水源在北地如同命脈,城中所有水井皆為官有,一一登記造冊,且建了井室,日夜有人輪守。
    井枯封填時,也會有官差在旁邊監督,確保封填嚴實。
    至于圍在旁邊的百姓則純粹是看熱鬧,畢竟封井這事兒并不常見。
    蘇未吟對封井沒多大興趣,但見采柔一臉好奇的樣子,反正隔得也不遠,便點頭道:“行,看看去。”
    此時,井室已經被拆除了,看熱鬧的百姓圍了個里三層外三層,只能看到倒土入井時騰起的揚塵。
    大家都在討論這口給周邊百姓帶來了幾十年甘甜潤澤的水井。
    一個年過半百的婆婆用靛藍花布裹著幾張麥餅,惋惜道:“我十六歲嫁過來的時候這口井就在了,難得有口甜水井,唉!”

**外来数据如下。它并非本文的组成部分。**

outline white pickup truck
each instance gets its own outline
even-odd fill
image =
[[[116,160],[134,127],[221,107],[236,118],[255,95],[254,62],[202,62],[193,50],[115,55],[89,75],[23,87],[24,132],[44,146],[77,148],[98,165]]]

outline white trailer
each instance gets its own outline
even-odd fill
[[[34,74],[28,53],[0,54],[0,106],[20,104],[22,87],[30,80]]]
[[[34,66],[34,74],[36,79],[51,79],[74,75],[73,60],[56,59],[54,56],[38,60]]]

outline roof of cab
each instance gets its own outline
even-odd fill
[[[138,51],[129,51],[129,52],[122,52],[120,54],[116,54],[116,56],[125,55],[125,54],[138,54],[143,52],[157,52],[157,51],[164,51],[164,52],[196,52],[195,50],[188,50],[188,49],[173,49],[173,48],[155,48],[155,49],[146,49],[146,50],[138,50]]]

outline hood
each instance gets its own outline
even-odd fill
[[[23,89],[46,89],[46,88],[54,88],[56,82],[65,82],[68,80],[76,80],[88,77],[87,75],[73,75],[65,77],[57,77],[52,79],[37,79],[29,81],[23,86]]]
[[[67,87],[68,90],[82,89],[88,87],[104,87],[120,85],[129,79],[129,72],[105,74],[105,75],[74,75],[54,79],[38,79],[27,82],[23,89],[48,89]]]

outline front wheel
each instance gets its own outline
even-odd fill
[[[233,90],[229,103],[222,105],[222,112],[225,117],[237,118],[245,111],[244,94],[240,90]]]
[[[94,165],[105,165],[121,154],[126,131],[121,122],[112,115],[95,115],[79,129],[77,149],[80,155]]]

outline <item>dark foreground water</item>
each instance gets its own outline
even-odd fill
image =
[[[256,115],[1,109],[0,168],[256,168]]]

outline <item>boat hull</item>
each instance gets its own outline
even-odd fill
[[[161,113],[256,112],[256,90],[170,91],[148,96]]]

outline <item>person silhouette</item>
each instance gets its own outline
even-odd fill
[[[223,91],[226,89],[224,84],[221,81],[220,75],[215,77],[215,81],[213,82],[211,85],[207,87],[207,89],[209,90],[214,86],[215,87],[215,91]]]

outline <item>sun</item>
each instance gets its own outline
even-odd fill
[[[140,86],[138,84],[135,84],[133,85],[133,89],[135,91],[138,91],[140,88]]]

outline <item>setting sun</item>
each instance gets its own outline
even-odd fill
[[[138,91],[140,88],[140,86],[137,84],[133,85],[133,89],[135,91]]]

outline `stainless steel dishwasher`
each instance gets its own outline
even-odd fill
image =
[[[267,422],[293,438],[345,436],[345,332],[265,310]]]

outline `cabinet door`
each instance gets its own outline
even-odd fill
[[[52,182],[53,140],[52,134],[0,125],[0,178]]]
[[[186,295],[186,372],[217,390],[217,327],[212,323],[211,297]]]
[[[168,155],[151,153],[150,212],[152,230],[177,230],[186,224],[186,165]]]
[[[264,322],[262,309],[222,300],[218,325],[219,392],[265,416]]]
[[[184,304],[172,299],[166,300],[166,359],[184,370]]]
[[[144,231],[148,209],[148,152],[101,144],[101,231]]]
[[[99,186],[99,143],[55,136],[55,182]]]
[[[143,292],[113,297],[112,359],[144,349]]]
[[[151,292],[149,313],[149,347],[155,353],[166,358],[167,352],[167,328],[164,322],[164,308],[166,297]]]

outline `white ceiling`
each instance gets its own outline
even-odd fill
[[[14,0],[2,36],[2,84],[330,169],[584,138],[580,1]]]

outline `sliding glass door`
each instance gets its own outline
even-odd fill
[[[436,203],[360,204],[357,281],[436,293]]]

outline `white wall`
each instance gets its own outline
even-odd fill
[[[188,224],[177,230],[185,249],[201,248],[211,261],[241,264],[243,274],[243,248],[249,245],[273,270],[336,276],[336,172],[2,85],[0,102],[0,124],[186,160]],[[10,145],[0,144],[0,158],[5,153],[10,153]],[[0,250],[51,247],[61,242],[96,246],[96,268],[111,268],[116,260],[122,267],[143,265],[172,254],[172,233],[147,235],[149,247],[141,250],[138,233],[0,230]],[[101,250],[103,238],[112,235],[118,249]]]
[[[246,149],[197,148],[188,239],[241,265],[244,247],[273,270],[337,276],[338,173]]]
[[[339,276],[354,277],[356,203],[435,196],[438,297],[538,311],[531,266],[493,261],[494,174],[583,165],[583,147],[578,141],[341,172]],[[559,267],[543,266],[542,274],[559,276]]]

    旁邊人接話,“您還記得有一年鬧旱吧?兩個多月沒下雨,城里好多井都斷水了,這口井還是到那個水位,都沒見往下掉。也不知道怎么回事,說沒水就沒水了。”
    “你們懂什么。這井啊,是格蘭山的天神所賜,如今讓天神收回去了而已。”一個蒼老低啞的聲音插進來。
    蘇未吟好奇望去,只見說話的是個上了年紀的老人家,頭發灰白稀疏,面皮枯皺,散布著大大小小深深淺淺的壽斑。
    說這話時,他雙手交叉放置于胸前,面向格蘭神山所在的方向,極其虔誠的行了個禮。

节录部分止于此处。